上記コードを1度実行すると、その後作成する、
・WebClient
・HttpWebRequest
・Webサービスへアクセスするための自動生成されたクラス
クラスは、全てウェブブラウザとクッキーを共有しません。
また、上記クラスをnewするだけでは、新たにnewしたオブジェクト同士でもクッキーは共有されません。
オブジェクト間でクッキーを共有するためには、
オブジェクトのCookieContainerプロパティを呼び出して、同一のCookieContainerオブジェクトをセットする必要があります。
ただし、WebClientにはCookieContainerオブジェクトをセットできないのと、「Webサービスへアクセスするための自動生成されたクラス」でCookieContainerプロパティを呼び出すと例外が発生してしまい、HttpWebRequestのみまともに使用できました。
なぜ例外が発生するかまで原因を突き止めることができませんでしたm(__)m
この状態を元に戻すには、RegisterPrefix()に「System.Net.Browser.WebRequestCreator.BrowserHttp」を指定します。
問題点として、現在どちらが指定されているか取得する方法がないので、あまり想定できませんが、同一アプリケーション内で切り替えて処理を行う場合、現在どちらを指定しているかを保持するフラグを用意したほうがよいと思います。

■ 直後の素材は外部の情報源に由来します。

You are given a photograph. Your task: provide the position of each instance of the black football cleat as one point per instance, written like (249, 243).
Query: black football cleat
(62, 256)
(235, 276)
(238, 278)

Silverlight⇔ウェブブラウザとのセッション(クッキー)の共有方法について、まとまった資料がなかったため、今回エントリーにしました。
(デフォルトで共有されているため、当り前なのかも知れません(>_<)
最後に、今回のことを調べる上で参考にしたページを挙げておきます。
Silverlight による HTTP 通信とセキュリティ
・ClientHttpとBrowserHttpを指定した時の動作の違いが記載されています。